What can we do, as a society, to prevent children becoming victims of divorce
When I look at the piles of garbage we throw away each day, waiting for the garbage collectors to come and pick it up, I realise what a throw-away society we live in. Everything is replacable. If the TV breaks, we dump it and buy a new one. When the xbox packed up, we replaced it with an xbox 360. After we buy something, there is always a newer and better model that comes out that we hanker for. Nothing is permanent anymore, and this has definitely filtered through into family relationships.
There is no more 'until death do us part' like in the old days. Now, at the first sign of hardship, marriages and relationships end. In this current global crisis, when money is tight, then love goes out the window. No more do we face uncertain times together, no more do families stand united. If it doesn't work, throw it away, don't bother to fix it. We do the same with reationships. People don't work at marriages anymore. And, the biggest victims of our new 'throw-away society' approach, are the children. The innocent children who never asked to be born. Products of a night of passion. Pawns being tossed off the chessboard in a marital battleground.

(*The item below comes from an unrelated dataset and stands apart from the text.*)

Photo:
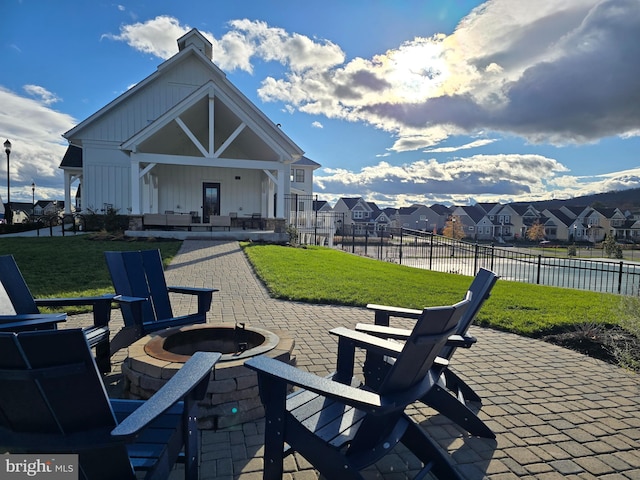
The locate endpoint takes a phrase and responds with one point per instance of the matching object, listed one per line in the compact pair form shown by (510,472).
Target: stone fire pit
(232,396)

Unfortunately, there is no quick-fix for this problem. There is not much that society can do to stop it, because society is the problem. The break down of the old traditional family values, the aversion many of our youth now have to marriage because of what they have witnessed growing up, the propensity of junk food which has replaced the old sit-down family dinners, the ease of replacing things which are broken, all have contributed to the breakdown of the family unit. In the old days, if you wanted children, you got married. Nowadays, children are no longer synonomous with marriage. The result of this, is that people are no longer as committed to each other as they once were in the 'till death do us part' days. You can walk out at any time, especially if you are not tied to the relationship with some kind of nuptial contract. Parents fight over children. Look at the whole Britney-debacle and the break-ups of some of the other famous celebs and child custody battles. Children are the ones that suffer. They observe that if you have a disagreement, you leave and don't try to fix it. They become spoilt and over-indulged by parents vying for their love and favouritism, and also parents trying to hide their guilt at robbing their children of both parents. Children develop problems with behavior, attention-seeking as they look for consistency in their families. However, having said all that, if a child is exposed to an abusive marriage or relationship, then it is best for them to get as far away from that setting as possible, as it has been proven that there is a cycle of abuse. Many children who are abused, become abusers themselves.
At the end of the day, there is really nothing society can do or say to stop families and marriages from becoming obsolete. People will do what they want and what is best or easiest for them. Although, it is said that when family units break up then that signals the end of a civilization. Maybe, we are already in a new civilization - the technology-crazy throw- away society civilization.